Freya stepped past the fallen woman, the heavy keychain swinging gently from her elegant fingers.
She didn't look back; the goddess of beauty had already moved on to the next task.
To reach this room, she had walked through the west gate of the Amphitheatrum as if she were a ghost passing through a wall.
Guild officials, Ganesha guards….it didn't matter.
She had rendered them all helpless with nothing more than a glance or a whispered word.
Freya possessed no martial prowess.
In this lower world, she was forbidden from using her Arcanum…..the true power of a god.
She carried no daggers, no staves, no hidden magic.
But she didn't need them.
She was the essence of Beauty itself.
It was a power that transcended reason and bypassed the mental fortifications of mortals and gods alike.
She had the overwhelming ability to put everyone in a trance on a whim.....well almost everyone...there were a very few exceptions.
This time she was using it to have a little fun.
The gender or race of her victims didn't matter.
Their consciousness would leave them; they would forget they had bones to stand on.
They became infatuated with her charm.
As long as she was careful not to be seen, this level of infiltration was well within her power.
Freya stopped in the middle of the storage room.
The beasts, sensing a new presence, redoubled their efforts.

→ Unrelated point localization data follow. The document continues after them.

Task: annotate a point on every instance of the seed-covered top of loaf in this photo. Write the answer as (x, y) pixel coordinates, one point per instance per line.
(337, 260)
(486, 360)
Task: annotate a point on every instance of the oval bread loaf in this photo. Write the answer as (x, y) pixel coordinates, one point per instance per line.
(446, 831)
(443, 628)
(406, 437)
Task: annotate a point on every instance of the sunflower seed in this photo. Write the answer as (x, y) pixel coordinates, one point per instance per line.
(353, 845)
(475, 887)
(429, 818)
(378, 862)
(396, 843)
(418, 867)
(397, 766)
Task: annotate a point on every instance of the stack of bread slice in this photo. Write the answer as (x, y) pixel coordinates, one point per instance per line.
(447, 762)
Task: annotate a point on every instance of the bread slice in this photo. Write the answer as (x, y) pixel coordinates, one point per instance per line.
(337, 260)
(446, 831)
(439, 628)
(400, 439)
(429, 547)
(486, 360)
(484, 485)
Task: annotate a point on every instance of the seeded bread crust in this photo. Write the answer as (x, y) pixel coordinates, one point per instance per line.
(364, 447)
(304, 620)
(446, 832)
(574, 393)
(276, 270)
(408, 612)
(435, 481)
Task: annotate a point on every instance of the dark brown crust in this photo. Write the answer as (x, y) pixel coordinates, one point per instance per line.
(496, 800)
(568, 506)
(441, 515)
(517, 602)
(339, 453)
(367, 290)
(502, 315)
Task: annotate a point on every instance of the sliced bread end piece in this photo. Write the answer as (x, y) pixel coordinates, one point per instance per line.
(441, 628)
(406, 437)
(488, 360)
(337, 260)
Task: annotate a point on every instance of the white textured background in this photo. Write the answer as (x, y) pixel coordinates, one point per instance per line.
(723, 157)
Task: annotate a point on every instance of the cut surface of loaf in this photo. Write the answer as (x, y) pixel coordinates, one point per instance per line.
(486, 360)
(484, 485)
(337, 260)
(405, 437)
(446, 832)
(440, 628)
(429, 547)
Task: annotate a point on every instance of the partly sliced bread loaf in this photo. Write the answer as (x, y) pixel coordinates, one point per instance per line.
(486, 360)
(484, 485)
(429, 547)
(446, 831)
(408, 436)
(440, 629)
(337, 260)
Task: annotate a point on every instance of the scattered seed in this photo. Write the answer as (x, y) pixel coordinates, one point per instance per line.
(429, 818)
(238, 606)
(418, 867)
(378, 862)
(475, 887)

A large Orc in a nearby cage slammed its fists against the bars, its roar a deafening explosion of sound.
Freya calmly reached up and lowered the hood of her cloak.
The effect was instantaneous.
The roaring stopped.
The thrashing ceased.
The rattling of chains died into a haunting silence.
Even the monsters, creatures of instinct and mindless rage, were not immune.
As Freya's silver hair spilled over her shoulders and her silver eyes surveyed the room, the beasts within the cages froze.
Their predatory aggression vanished, replaced by a strange, whimpering docility.
They pressed their faces against the bars, not to bite, but to gaze upon the snow-white skin and the divine symmetry of her face.
Their muscles went limp; their fangs were hidden.
Freya ignored the lesser creatures, her eyes moving over the various cages.
She was looking for something specific.
Something with strength, yet something that could be pointed like a weapon.
Finally, she stopped in front of a particularly large cage at the far end of the room.
Inside was a Silverback.
The creature was massive, a mountain of bulging muscle and coarse white fur.
It stood nearly three meters tall, its broad shoulders filling the width of the iron enclosure.
A line of longer, thread-white fur….remarkably similar in color to Freya's own hair….ran down the center of its back, ending in a stubby, powerful tail.
The Silverback locked eyes with the goddess.
Its pupils dilated.
Its breath came in heavy, rhythmic huffs, white plumes of steam rising from its nostrils in the cold cellar air.
It didn't roar.
It simply watched her, mesmerized, its primitive heart beating in time with her footsteps.
"You will have to do," Freya murmured.
She sorted through the keys, her movements graceful and unhurried.
She found the heavy iron skeleton key that matched the cage's lock and slid it home.
The mechanism turned with a heavy, satisfying clunk.
"Come out."
The Silverback stepped out of the lattice cage.
Its heavy shackles jangled against the floor, trailing behind it like iron vines.
It towered over the goddess, a engine of destruction that could crush a skull with a single squeeze.
Yet, it stood before her like a loyal hound, its head bowed slightly, waiting for her command.
Freya knew the risks.
Releasing a monster of this caliber into a crowded festival was an act of chaos that could lead to disaster.
But to a goddess who had lived for aeons, such "disasters" were merely interesting ripples in a dull pond.
She had a goal.
Her heart had been captivated by a certain soul…..a soul that shone with a purity rarely seen in the mortal world.
In the past, Freya sought a certain dragon-kin, she still desired him...but circumstances keep her from acting rashly.
Since she couldn't have the dragon of her desire, then a certain white rabbit would suffice to curb her restless desire.
Even better, it was remarkably easier to capture…..so she couldn't hold herself back.